Assim como a Manifesto, a Banzé também é uma ball. Filipe explica que esse tipo de evento ganhou notoriedade a partir do lançamento do documentário Paris em Chamas (1990), que trata da cultura Ballroom, uma prática que foi iniciada pela comunidade negra e latina LGBTQI+, nova iorquina. 
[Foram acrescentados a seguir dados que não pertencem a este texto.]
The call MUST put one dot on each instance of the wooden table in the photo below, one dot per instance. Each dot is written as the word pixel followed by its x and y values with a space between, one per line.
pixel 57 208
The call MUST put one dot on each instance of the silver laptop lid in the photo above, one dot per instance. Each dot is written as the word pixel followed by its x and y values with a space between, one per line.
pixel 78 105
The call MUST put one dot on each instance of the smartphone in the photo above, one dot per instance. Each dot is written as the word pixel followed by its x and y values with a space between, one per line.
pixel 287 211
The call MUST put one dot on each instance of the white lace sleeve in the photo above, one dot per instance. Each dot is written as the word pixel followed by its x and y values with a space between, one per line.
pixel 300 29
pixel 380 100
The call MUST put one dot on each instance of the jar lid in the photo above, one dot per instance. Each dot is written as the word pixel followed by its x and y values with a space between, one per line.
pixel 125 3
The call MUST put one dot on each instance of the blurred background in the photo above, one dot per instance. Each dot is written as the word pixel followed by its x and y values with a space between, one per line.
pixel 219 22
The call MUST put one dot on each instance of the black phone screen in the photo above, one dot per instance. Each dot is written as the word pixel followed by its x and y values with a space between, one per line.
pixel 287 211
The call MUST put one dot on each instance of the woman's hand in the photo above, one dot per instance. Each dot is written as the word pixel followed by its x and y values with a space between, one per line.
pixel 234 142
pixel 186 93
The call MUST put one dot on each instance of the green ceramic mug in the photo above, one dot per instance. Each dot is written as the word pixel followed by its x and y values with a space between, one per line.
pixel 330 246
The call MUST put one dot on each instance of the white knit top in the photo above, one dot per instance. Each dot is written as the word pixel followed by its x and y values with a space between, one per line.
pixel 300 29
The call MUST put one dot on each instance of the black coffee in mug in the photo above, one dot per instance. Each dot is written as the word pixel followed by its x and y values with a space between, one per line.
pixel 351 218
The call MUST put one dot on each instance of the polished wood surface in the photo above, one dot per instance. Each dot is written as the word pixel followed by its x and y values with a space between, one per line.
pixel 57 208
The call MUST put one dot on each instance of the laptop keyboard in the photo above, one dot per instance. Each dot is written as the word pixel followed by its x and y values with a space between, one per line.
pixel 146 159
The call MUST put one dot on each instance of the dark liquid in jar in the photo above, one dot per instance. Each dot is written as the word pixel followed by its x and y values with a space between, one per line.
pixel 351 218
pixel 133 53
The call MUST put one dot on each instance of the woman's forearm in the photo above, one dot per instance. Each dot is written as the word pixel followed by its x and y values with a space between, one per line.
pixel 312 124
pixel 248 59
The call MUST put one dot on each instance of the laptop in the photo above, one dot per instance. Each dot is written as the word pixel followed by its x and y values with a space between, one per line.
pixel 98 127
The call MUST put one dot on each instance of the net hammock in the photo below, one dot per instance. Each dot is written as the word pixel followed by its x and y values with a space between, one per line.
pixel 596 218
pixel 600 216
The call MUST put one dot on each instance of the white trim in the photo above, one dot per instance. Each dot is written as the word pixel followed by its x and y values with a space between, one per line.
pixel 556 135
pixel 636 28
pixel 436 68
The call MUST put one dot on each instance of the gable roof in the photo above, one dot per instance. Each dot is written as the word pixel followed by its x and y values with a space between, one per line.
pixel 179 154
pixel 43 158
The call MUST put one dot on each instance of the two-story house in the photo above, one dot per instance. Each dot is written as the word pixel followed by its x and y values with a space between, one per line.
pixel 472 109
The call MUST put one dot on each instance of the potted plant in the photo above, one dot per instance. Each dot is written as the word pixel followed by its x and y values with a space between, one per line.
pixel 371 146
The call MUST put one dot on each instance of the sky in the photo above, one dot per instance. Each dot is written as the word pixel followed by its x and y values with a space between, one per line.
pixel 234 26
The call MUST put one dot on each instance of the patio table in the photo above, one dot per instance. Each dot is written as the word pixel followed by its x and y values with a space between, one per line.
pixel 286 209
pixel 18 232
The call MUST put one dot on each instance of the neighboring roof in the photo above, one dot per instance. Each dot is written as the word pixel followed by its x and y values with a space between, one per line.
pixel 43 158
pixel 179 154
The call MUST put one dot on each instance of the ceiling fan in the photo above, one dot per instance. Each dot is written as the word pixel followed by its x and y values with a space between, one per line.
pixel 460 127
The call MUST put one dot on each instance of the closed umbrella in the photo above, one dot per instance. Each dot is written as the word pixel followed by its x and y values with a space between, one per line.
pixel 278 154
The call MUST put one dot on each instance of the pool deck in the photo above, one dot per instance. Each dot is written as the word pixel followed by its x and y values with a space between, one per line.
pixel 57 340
Esse mercado citado pelo produtor é construído a partir da competição por troféus, performando tudo aquilo que é usado como opressão no cotidiano. A Manifesto começa às 23h e tem ingressos à venda a partir de R$40 disponíveis no link bit.ly/manifestobruxaria2022.

Miniglossário

  • Ballroom: se refere à cultura Ballroom: um lugar de troca de afetos, conscientização, politização, acolhimento. Uma comunidade onde há arte, cultura, dança, criatividade e família.
  • Ball: o Baile, o momento de celebração da cultura, evento onde os participantes disputam os prêmios desfilando em categorias como:
  • Houses: grupo semelhante a uma família, maneira como o movimento é dividido.
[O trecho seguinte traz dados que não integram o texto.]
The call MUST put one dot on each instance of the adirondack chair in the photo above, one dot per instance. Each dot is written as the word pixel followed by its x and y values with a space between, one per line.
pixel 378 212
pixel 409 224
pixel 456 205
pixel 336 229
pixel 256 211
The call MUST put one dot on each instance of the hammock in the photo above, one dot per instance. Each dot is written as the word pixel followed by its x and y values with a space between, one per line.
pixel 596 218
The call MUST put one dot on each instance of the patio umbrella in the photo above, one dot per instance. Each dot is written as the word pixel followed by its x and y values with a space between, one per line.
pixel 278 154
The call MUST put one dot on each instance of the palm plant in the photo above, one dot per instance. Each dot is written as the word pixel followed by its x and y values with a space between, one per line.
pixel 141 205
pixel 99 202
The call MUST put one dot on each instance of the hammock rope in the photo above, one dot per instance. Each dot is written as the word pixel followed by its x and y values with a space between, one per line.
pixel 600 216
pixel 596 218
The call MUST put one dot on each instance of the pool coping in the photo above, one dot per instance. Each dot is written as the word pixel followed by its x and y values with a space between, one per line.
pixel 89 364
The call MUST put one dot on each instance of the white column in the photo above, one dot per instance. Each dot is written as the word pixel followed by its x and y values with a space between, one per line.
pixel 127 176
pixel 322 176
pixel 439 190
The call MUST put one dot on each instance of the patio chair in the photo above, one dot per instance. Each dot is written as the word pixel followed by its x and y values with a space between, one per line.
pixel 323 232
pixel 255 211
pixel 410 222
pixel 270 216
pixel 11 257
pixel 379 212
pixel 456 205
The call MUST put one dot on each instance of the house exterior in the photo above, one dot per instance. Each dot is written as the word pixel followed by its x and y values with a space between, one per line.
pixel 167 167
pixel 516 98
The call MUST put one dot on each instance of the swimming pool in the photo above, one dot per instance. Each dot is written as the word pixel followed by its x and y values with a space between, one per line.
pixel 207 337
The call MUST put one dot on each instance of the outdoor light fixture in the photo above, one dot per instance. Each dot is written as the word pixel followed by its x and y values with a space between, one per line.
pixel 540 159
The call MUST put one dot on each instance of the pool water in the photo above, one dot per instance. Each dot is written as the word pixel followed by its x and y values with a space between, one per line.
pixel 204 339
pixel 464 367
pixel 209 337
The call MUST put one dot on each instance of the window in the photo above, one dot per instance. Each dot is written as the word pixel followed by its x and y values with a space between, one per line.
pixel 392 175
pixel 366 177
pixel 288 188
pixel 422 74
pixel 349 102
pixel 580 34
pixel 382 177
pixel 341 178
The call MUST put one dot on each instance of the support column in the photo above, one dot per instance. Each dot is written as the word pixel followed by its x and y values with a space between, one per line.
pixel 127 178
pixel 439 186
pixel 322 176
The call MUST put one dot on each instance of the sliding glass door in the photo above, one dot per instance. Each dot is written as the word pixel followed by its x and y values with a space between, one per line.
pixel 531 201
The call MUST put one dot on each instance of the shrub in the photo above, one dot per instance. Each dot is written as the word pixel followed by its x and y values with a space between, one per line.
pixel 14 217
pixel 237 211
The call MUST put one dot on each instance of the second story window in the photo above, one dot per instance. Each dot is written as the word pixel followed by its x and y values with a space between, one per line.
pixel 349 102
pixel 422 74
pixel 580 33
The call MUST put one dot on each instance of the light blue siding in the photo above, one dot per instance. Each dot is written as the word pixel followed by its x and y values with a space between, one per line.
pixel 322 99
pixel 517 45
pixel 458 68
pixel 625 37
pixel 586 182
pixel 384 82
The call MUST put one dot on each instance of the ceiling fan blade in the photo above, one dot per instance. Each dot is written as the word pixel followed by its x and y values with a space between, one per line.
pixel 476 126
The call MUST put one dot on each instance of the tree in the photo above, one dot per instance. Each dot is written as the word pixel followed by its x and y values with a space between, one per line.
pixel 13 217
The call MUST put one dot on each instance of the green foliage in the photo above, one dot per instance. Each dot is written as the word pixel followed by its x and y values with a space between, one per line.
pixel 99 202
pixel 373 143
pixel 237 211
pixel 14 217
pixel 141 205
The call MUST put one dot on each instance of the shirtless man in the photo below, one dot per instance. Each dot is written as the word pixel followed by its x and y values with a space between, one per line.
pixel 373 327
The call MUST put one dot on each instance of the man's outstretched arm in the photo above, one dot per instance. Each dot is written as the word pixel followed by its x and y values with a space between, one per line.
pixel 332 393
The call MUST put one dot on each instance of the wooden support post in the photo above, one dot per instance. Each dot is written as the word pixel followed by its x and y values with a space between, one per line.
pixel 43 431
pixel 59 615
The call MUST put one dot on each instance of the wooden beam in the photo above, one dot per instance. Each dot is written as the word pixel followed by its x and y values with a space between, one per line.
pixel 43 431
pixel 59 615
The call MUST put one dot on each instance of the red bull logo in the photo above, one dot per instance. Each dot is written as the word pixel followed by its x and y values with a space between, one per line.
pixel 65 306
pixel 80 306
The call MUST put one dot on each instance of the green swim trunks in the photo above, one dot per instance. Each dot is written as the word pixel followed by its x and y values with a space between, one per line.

  • Mother/Father: líderes das houses, responsáveis pelo acolhimento e organização.
  • Voguing: dança de rua inspirada nas poses das modelos da revista Vogue. Há três vertentes: Old Way, New Way e Vogue Femme
  • Chants: Rimas e raps que o host faz com ritmo para os participantes dançarem.
  • Butch Queen: Homem gay
  • Reading: A arte do insulto, achar uma falha no oponente e demonstrar verbalmente e exagerando. Também conhecido como Deadly Daggers.
  • Shade: Indireta, gongada, veneno, ser malvado. Quando um reading cruza a linha entre o amistoso e o mean, passa a ser também um shade. Não tem graça, apenas é um comentário maldoso.
  • Tens across the board: “Board” é a mesa de jurados, que dão as notas. Quando alguém vai muito bem, recebe tens across the board, ou seja, só nota dez.